ISLAMABAD: An austerity committee formed on the directives of Prime Minister Shehbaz Sharif has submitted a set of proposals to save the taxpayers’ money. Is it the first of its kind? The answer is no. Prime Minister Imran Khan too had formed a committee under the chair of Dr Ishrat Hussain who also submitted its recommendations.
In recent years, every government forms an austerity committee to curtail the expenditure and save taxpayers’ money but their recommendations are hardly implemented. The new government ignores the recommendations of the previous government’s austerity drives and eventually dumps the recommendations of its own committee. This is what has been observed over the last few years.
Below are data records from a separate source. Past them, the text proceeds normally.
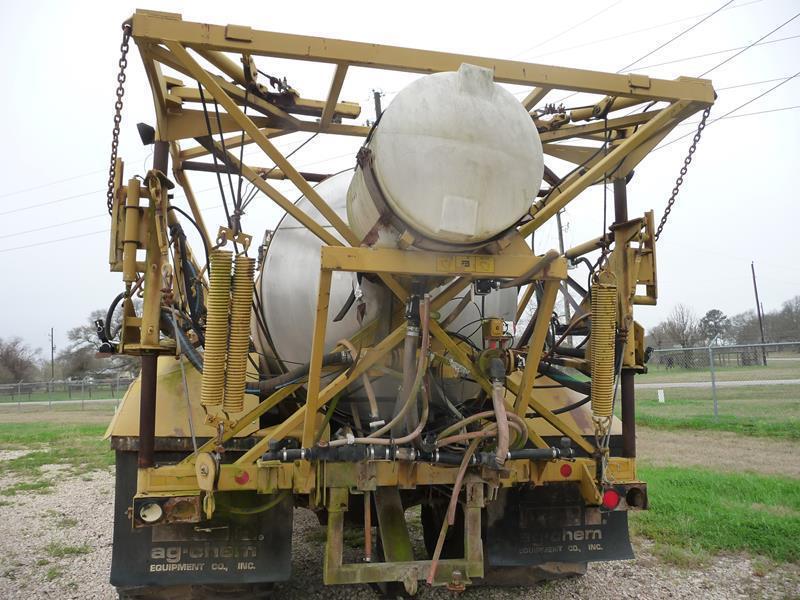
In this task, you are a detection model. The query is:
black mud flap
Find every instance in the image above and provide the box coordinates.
[484,483,633,567]
[111,451,293,587]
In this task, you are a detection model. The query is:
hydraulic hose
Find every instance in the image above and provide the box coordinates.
[367,296,430,438]
[245,352,352,399]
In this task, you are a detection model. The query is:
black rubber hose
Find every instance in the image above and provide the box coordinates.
[103,292,125,341]
[250,352,353,399]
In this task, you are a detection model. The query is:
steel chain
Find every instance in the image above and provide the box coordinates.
[106,23,131,215]
[655,106,711,240]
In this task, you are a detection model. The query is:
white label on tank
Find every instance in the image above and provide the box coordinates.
[439,196,478,236]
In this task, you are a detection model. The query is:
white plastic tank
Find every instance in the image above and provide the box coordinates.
[253,171,517,368]
[347,64,544,249]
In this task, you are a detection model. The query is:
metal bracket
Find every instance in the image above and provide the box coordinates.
[217,227,253,251]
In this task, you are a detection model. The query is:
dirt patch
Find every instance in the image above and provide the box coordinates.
[636,427,800,478]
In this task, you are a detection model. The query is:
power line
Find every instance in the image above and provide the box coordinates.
[653,71,800,152]
[617,0,733,73]
[698,13,800,77]
[511,0,622,59]
[0,149,360,252]
[512,0,763,65]
[0,213,108,240]
[555,0,733,105]
[716,75,791,92]
[0,229,108,253]
[0,190,104,216]
[641,34,800,71]
[0,169,106,198]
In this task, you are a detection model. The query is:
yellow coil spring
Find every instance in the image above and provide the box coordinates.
[200,250,233,406]
[589,282,617,417]
[223,254,256,413]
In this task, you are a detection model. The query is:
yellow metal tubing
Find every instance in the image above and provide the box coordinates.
[223,254,256,414]
[200,250,233,406]
[589,282,617,417]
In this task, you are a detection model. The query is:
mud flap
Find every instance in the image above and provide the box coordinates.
[111,451,293,587]
[485,483,633,567]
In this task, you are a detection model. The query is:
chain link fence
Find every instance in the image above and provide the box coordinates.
[636,342,800,431]
[0,377,133,409]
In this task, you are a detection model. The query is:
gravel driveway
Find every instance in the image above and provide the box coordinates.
[0,468,800,600]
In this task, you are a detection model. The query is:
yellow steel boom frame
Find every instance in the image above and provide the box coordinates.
[104,11,715,592]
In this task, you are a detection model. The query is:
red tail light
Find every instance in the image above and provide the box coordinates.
[603,489,619,510]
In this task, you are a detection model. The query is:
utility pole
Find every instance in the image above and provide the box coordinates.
[750,261,767,367]
[372,90,383,123]
[50,327,56,381]
[556,209,572,338]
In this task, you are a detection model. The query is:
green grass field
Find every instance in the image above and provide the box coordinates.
[631,467,800,562]
[636,385,800,439]
[0,422,114,488]
[0,384,128,404]
[636,358,800,383]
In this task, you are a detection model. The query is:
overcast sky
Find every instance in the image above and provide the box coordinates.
[0,0,800,356]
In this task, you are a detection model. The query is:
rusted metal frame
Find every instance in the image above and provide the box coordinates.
[542,144,614,166]
[319,64,347,131]
[506,379,595,455]
[128,12,714,104]
[159,107,274,142]
[167,42,361,246]
[137,456,636,502]
[322,481,483,589]
[198,137,341,246]
[212,71,303,130]
[175,85,361,122]
[136,41,168,137]
[262,323,406,454]
[178,383,302,465]
[302,269,333,448]
[167,42,408,301]
[539,110,660,144]
[430,320,550,448]
[519,101,700,237]
[516,282,536,321]
[373,486,414,563]
[191,138,408,302]
[322,246,567,279]
[514,281,561,416]
[143,44,300,129]
[180,128,294,160]
[522,87,551,112]
[181,160,330,183]
[192,50,247,86]
[169,142,211,252]
[148,45,370,141]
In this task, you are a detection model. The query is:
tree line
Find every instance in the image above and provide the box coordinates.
[647,296,800,348]
[0,309,139,383]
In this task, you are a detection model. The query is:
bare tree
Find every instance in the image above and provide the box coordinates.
[698,308,730,344]
[0,337,41,383]
[661,304,700,348]
[58,310,138,377]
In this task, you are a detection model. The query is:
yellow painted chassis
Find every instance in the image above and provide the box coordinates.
[111,11,715,583]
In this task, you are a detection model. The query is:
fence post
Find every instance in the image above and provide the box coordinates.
[708,336,719,420]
Prime Minister Shehbaz’s government formed an austerity committee that has submitted its set of proposals. The committee has proposed a massive cut in the perks, privileges and other luxuries enjoyed by the ruling elite, parliamentarians, judges, generals, civil and military officers from taxpayers’ money.
According to Editor Investigation The News Ansar Abbasi’s report, “Some highlights of these proposals include major cut in the size of cabinet, no development funds for MPs; no pension beyond Rs500,000 per month to anyone from public kitty; no use of SUVs by government officials; withdrawal of all perks of retired civil servants, judicial officers of superior courts and of
uniformed services viz vehicles, security, support staff and utilities; 15 percent cut in the salary and allowances of all MNAs, MPAs and Senators; 15 percent cut in the current budget of all ministries, divisions, departments etc at federal and provincial levels; only one plot be allowed to all government servants, bureaucrats, judges and armed forces’ officers; more than one plot already allotted as well as additional land allotments be cancelled and put to open auction; no new greenfield project except in special industrial zones under CPEC; ban on recruitment; scaling down of security protocols for all.”
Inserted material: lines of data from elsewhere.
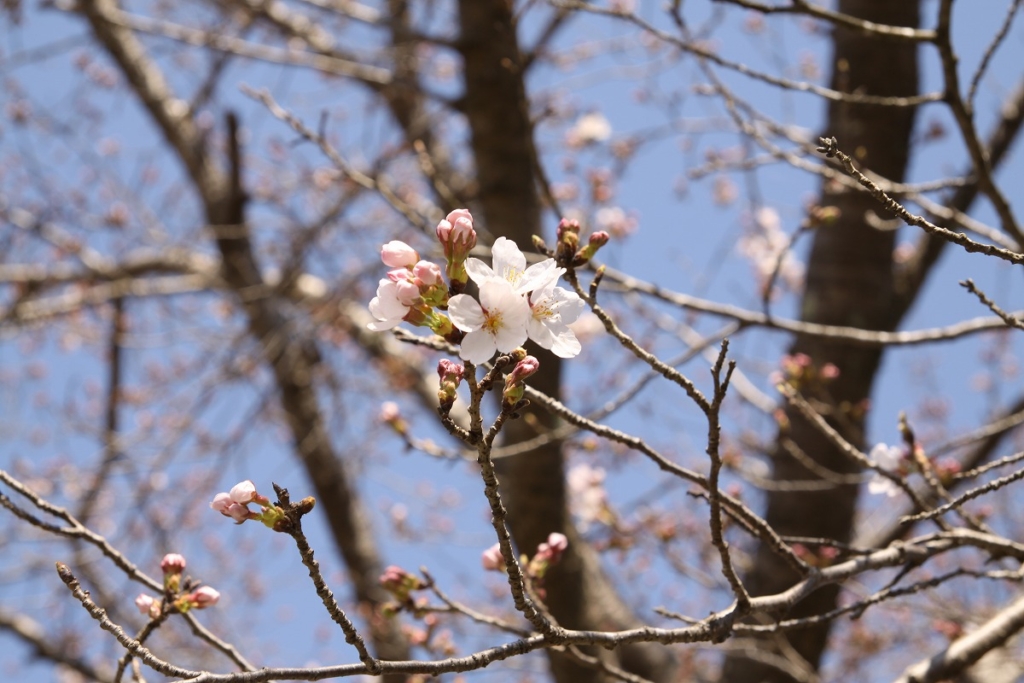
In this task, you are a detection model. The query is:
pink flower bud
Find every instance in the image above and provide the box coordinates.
[380,400,401,422]
[210,492,234,515]
[437,358,466,384]
[229,479,257,505]
[536,533,569,564]
[413,261,441,287]
[210,492,250,524]
[160,553,185,573]
[135,593,160,617]
[185,586,220,609]
[480,543,505,571]
[434,209,476,261]
[395,280,420,306]
[505,355,541,387]
[548,532,569,553]
[381,240,420,268]
[379,564,423,601]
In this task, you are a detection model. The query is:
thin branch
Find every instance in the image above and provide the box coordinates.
[818,137,1024,265]
[551,0,942,106]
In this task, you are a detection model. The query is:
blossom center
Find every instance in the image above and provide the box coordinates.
[482,308,502,335]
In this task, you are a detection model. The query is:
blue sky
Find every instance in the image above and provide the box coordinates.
[0,1,1024,680]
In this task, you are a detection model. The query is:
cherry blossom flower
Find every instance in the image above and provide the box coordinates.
[526,281,584,358]
[867,443,904,498]
[466,238,565,294]
[449,280,529,364]
[367,279,410,332]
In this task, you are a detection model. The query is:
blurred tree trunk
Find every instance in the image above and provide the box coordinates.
[459,0,675,683]
[722,0,920,683]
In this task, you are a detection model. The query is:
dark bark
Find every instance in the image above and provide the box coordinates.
[207,117,409,683]
[722,0,920,683]
[459,0,675,683]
If implemented, this will no doubt help saving taxpayers’ money. However, the previous government had also received a detailed report on saving public money by introducing austerity measures and institutional reforms.
Former adviser to Prime Minister on Institutional Reforms Dr Ishrat Hussain while talking to The News said he had presented two volumes of progress report on institutional reforms to the federal cabinet in July 2021.
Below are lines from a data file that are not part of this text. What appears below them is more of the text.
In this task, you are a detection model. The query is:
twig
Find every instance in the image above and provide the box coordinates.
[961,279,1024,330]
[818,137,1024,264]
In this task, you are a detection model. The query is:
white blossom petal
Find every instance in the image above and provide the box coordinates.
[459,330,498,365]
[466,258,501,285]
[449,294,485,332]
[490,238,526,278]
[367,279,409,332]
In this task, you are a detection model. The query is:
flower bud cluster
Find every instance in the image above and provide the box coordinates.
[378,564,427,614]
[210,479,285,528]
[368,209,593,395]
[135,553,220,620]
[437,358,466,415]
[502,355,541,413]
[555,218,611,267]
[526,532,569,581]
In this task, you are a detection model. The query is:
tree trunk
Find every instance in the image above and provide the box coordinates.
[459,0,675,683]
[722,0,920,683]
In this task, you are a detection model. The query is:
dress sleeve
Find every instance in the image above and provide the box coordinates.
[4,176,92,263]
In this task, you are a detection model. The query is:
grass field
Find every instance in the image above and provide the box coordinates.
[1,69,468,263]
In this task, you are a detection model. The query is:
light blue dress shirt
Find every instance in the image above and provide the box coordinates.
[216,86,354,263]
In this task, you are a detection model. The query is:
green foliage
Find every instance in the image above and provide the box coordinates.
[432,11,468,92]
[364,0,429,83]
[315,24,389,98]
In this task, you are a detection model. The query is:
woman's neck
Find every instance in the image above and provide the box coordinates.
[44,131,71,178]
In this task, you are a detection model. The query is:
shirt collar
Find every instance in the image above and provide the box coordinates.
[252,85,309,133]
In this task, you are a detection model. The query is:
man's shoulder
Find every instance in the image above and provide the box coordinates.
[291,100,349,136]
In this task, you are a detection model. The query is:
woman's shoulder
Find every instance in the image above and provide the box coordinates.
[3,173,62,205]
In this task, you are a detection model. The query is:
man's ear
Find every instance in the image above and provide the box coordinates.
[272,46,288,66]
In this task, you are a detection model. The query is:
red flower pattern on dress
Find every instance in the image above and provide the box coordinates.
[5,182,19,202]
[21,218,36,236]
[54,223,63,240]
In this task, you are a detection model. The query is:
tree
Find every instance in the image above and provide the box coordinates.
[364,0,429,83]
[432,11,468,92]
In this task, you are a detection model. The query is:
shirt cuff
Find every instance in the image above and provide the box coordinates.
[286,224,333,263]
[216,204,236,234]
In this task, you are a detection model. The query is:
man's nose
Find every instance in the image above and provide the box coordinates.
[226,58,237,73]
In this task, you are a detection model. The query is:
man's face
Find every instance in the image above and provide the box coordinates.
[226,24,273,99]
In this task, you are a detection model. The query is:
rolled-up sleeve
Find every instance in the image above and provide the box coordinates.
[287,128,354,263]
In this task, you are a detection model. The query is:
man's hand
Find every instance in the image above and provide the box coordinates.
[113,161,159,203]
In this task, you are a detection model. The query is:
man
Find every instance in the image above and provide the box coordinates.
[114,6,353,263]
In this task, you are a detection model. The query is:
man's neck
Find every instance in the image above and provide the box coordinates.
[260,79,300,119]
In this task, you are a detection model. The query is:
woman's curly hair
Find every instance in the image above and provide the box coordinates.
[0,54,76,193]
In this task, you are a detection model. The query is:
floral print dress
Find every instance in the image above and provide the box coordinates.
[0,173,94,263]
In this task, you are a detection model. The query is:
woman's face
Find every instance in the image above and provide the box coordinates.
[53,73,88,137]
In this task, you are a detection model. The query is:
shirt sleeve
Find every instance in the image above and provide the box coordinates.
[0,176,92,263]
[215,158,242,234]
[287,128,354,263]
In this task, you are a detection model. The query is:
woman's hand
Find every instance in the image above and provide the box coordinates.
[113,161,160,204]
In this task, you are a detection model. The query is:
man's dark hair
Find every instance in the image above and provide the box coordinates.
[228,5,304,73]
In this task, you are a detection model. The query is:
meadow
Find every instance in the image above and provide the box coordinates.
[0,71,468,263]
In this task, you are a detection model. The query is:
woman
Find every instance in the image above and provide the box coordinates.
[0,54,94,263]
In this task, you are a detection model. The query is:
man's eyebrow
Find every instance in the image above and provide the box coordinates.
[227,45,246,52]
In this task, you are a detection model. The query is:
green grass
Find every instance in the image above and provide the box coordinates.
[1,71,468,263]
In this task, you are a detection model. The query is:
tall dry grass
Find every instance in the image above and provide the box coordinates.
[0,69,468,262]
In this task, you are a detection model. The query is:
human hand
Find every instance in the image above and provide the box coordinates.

As per Dr Ishrat Hussain’s report, the federal government entities were reduced from 441 to 307. According to this report, 206 autonomous bodies, 91 executive departments and 10 constitutional bodies have been notified whereas summaries are to be submitted by the Cabinet Division. Moreover, rules of business have been amended to incorporate new definitions of autonomous bodies and executive departments. In addition to this, the SRO clarifying the powers and functions has also been issued.
The report further claimed that appointments of CEOs/MDs of public sector organisations have been conducted through an open and merit-based competitive process and 62 CEOs, including some overseas Pakistanis, were appointed through this process.
About e-governance, the report claimed that ministries were using a new version of e-office whereas the electronic submission of summaries for the prime minister, cabinet and committees was under process. For this purpose, hardware has been installed whereas the officials training has also been completed.
The report had also recommended attracting new talent from the private sector. For this purpose, the report claimed that it had introduced a new MP scales policy, which was already notified.
According to this process, the recruitment process has been broadened and in addition to advertisements, head hunting firms can identify suitable candidates for short-listing and interviews. Under this policy, civil servants are allowed one MP/SPPS post in their entire career, through open competition.
Under the reforms section, the report carried recommendations for major loss-making entities, including Pakistan Railways, Pakistan International Airlines and Pakistan Steel Mills. For Pakistan Railways, the restructuring plan of the report suggests to make the loss-making body efficient by converting its divisions into four companies i.e. (a) Infrastructure company wholly owned by the government, (b) Freight company to be operated by the private sector (c) Passenger company to be operated by the private sector (d) ML-1 Authority for implementing the $6 billion CPEC project. The report further says that a Railway Regulatory Agency independent of the Railway Board would be formed. Apart from the above mentioned recommendations, the report has detailed proposals for the loss making entities.
Dr Ishrat informed The News that former prime minister Imran Khan government implemented several recommendations and then he got busy in the no-confidence move. Every new setup ignores the previous government’s measures and introduces its own set of proposals for the same purpose, he said.